Who Needs a Relationship When You Have a Cat?

Ch. 14



Chapter 14

March 4, noon.

Ai Qing squinted, hands on hips, beside the dining table, watching Xiao Yu crouch in front of the automatic feeder. He sighed—long and thin.

Lunchtime: check. Kibble poured: check. Vitamins doled out: check. He’d even cooked human food for himself. Then, in the single beat it took to turn his head, the kitten had turned into a girl.

And she was still crouched on the tabletop, nose hovering over the cat bowl as if nothing had changed.

“Could you get off the table first? Please?” Ai Qing stepped over, tapped her shoulder, and tried to negotiate.

Xiao Yu stared, puzzled. Apparently “get down” meant “lie flatter.” She tucked her calves, lifted her rear, and stretched out like a furry gray rug—head now even closer to the kibble.

Which was great for licking... if you were a cat. But people don’t eat face-plant style. If anyone walked in, they’d swear he was running some weird pet-play tutorial.

Plus, could a human tongue even handle dry cat food? Shouldn’t she switch to people meals?

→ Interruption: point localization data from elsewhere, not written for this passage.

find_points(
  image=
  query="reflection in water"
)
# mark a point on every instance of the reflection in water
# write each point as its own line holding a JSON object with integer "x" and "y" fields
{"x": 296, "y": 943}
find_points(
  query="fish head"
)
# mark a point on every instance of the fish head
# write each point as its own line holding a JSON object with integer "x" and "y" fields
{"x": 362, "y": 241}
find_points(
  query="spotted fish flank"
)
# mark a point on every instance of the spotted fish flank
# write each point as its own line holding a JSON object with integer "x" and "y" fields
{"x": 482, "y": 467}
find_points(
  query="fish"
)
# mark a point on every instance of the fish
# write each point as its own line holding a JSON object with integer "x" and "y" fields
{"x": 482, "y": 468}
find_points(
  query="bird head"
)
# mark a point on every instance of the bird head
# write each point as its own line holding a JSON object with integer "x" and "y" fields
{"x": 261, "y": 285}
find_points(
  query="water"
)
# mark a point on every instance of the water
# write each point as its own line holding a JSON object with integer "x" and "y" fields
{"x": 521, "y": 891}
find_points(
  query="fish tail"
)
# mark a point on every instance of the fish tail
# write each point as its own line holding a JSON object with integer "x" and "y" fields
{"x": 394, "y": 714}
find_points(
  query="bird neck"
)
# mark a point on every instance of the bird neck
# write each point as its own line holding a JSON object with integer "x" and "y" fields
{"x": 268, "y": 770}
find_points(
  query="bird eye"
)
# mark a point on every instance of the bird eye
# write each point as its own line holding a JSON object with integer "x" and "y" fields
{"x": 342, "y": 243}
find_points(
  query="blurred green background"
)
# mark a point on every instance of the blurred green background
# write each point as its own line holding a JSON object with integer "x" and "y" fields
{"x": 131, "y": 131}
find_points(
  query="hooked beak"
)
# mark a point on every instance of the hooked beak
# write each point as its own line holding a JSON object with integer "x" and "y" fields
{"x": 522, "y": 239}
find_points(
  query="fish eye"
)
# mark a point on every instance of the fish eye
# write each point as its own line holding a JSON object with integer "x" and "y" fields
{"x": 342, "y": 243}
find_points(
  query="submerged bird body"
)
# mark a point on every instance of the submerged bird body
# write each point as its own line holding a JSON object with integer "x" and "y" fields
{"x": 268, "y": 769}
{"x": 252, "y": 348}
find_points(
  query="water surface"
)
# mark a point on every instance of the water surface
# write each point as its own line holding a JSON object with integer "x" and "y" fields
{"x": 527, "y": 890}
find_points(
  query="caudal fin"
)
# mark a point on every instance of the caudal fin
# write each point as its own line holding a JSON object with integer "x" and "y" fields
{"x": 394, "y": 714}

While he agonized, Xiao Yu buried her face and started chomping. A cat’s tongue is a spiky hook; a girl’s tongue is just... slippery. After thirty seconds she’d managed maybe three pellets. The bowl, wide and shallow, fought her every bite.

Enough. Ai Qing slipped an arm around her tiny waist and lifted her off the table.

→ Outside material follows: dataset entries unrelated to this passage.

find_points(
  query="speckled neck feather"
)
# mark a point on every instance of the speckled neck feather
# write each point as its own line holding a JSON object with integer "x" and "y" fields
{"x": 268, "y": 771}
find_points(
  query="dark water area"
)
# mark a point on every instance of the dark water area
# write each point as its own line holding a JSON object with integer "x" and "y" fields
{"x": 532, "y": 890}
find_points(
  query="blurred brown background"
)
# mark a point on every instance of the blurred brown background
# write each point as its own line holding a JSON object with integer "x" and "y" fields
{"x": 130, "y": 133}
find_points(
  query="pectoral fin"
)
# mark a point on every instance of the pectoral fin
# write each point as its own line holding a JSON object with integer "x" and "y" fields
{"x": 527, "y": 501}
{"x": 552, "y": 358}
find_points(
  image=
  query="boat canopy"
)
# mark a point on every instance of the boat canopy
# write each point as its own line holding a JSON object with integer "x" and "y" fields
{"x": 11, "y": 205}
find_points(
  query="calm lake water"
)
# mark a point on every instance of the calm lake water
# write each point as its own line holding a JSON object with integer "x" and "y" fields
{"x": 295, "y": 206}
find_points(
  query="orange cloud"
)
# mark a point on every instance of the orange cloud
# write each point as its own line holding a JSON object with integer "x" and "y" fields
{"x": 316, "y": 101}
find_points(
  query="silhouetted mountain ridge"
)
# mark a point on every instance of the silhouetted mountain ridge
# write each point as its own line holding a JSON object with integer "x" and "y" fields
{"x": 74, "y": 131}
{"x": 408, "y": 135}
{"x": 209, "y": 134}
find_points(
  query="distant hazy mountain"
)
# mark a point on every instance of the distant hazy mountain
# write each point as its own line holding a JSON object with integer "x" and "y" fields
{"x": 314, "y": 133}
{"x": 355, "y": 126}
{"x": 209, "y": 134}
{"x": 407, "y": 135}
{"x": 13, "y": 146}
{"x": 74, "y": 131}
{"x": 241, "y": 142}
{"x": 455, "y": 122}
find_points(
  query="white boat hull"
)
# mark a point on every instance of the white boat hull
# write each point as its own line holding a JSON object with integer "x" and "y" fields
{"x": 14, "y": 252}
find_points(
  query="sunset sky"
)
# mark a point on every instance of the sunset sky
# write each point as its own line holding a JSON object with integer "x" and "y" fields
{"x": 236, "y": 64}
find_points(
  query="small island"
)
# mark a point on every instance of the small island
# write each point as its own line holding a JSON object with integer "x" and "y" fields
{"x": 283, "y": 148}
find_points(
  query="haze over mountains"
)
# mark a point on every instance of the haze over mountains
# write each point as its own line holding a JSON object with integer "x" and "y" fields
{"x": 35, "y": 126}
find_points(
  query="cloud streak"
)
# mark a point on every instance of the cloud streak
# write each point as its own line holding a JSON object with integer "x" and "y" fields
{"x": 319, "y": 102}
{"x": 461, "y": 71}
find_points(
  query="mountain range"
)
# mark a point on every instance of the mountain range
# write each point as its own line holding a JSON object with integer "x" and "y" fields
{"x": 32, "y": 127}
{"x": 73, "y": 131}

She flailed, startled, then realized the height was safe and curled into his chest like warm dough.

“Heavier than the cat version,” he muttered, bouncing her once. But she smelled incredible—something light and clean drifting from her white hair. Soft everywhere. He almost didn’t let go.

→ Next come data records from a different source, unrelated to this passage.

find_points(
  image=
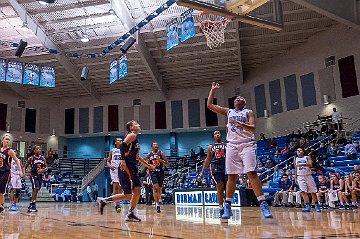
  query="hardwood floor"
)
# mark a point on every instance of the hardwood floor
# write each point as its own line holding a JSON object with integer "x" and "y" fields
{"x": 63, "y": 220}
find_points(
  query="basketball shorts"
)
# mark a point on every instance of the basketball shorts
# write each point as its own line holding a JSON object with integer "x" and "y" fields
{"x": 114, "y": 175}
{"x": 15, "y": 182}
{"x": 4, "y": 180}
{"x": 129, "y": 178}
{"x": 219, "y": 177}
{"x": 306, "y": 183}
{"x": 240, "y": 158}
{"x": 36, "y": 181}
{"x": 157, "y": 178}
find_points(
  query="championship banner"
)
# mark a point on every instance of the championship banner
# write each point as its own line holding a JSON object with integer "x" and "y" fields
{"x": 172, "y": 34}
{"x": 187, "y": 25}
{"x": 2, "y": 69}
{"x": 14, "y": 72}
{"x": 113, "y": 71}
{"x": 47, "y": 76}
{"x": 31, "y": 74}
{"x": 123, "y": 67}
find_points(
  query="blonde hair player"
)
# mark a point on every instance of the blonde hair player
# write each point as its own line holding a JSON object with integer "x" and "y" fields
{"x": 240, "y": 150}
{"x": 129, "y": 173}
{"x": 305, "y": 180}
{"x": 6, "y": 154}
{"x": 113, "y": 163}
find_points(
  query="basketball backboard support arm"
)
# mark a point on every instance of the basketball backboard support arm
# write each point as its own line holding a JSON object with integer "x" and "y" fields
{"x": 276, "y": 25}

Then he remembered: she couldn’t walk.

The instant his hands released, Xiao Yu dropped—plop—onto her knees.

Ai Qing: “......”

Road ahead: long.

“Okay, forget walking for now.” He scooped her up again. “Let’s master sitting first.”

He carried her to a chair and attempted to park her like a normal person. Instead, Xiao Yu planted both feet on the seat, hands braced on the corners, butt hovering—half squat, half crouch.

“Back straight, hands on the table.” Channeling every dad on the planet, he guided her palms forward until her torso lifted and her small chest pushed out.

She strained, trying to yank her arms back.

“Hold it. Good girl.” He stroked her head for morale, then slid the cat bowl within sniffing distance.

The aroma of kibble worked like hypnosis. Her hands stayed put while her nose edged toward the rim. Ai Qing nudged her fingers to the bowl’s sides—there, a makeshift plate grip. Success.

He stepped back to admire: white-haired girl swallowed by an oversized blue jacket, feet on the chair, cradling the cat bowl like a soup mug, determined to lunch.

He blinked—and she was gone.

A furry face peeked from under the table. One spring, and cat-Xiao Yu landed on the tabletop, crunching kibble like it was pay-per-view.

So much for obedience training.

Right. Lunch—his lunch. But first, cold water. He bolted to the bathroom and splashed his face until the mirror stopped smirking.

Damn it. A fragrant, clingy girl who let him pose her any way he liked? The virgin-killer stack was maxed out: white hair, heterochromatic eyes, total trust. Only two decades of Socialist Successor moral education kept him from devolving into a beast.

Besides, he told the dripping reflection, the real experiment isn’t hormones—it’s whether he can teach her to be human.

Sounds exhausting. Still, the new novel is flowing faster than ever. If the book hits because of this, call it collateral profit.

New problem: he still hasn’t cracked the shift schedule. This afternoon he has to take her home for dinner—and stay overnight with Mom and Dad.

He used to think the transformations were locked to 3 p.m. and 3 a.m. Yet last night’s alarm netted nothing; he’d stared at sleeping cat-Xiao Yu for twenty minutes straight. Now, bang on noon, she’s human again.

What if she flips to girl-mode in the car before his parents? Worse—what if she can’t control it at all?

Answers require one basic upgrade: communication. She needs to talk—or at least understand him.

He dried his face, returned to the table, and watched her polished-off bowl while plans clicked. Time to enroll her in the Nine-Year Compulsory Education program. A few minutes a day is pathetic; he needs longer, predictable windows.

“Meow~” Xiao Yu finished, padded over, and rubbed her cheek against his arm.